If you see a lot of read in your write-only workloads, it suggests that a "data sieving" optimization is kicking in. If there are only partial updates to a block of data, then something will read the whole block, update the changed bits, and write the new block out. I'm vauge about where the optimization happens because raid devices, file systems, and the ROMIO MPI-IO implementation could all be doing this.

With Collective I/O, you can transform your workload into something more contiguous and less likely to trigger data sieving, but it can still happen.
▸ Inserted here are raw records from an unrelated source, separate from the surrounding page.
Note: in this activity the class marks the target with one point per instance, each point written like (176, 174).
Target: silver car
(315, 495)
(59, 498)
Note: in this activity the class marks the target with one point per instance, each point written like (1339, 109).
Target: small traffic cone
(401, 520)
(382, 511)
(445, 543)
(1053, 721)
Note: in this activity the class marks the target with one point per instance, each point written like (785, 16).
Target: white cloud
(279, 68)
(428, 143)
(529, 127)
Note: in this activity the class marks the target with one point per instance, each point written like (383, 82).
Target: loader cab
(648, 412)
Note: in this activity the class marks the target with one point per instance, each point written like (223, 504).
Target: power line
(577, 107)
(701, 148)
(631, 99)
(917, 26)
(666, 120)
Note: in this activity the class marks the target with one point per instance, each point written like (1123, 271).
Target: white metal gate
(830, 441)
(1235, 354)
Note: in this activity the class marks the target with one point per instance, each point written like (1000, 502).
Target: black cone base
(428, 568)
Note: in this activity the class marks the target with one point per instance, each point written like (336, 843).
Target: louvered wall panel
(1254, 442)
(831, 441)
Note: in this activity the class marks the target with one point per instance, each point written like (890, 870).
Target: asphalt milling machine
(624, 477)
You can pass MPI-IO hints to hdf5 to turn off collective I/O *and* turn of data sieving -- this is the way Lustre folks got good performance in the 2008-ish time frame. it could either help you a lot or hurt you a lot. I cannot tell you more over email.

==rob

On 10/24/2014 11:22 AM, teodavid.shaw wrote:



Sent from Samsung Mobile



-------- Original message --------
From: Angel de Vicente <[email protected]>
Date: 24/10/2014 10:51 (GMT+00:00)
To: HDF Users Discussion List <[email protected]>
Subject: Re: [Hdf-forum] Slow writing parallel HDF5 performance (for
only one variable)


Hi,

resurrecting an old thread...

Rob Latham <[email protected]> writes:
 >>> Are you familiar with the Darshan statistics tool?  you can use it
to confirm
 >>> you are hitting (or not) unaligned writes.
 >>
 >> Not really. Only heard about it, but I will try it. This issue is
 >> proving pretty hard to figure out, and it is a real bottleneck for our
 >> code, so I will try anything...
 >
 > Yeah, i'm getting off into the woods here, so a tool like Darshan can
help you
 > answer the low-level details I'm bugging you about.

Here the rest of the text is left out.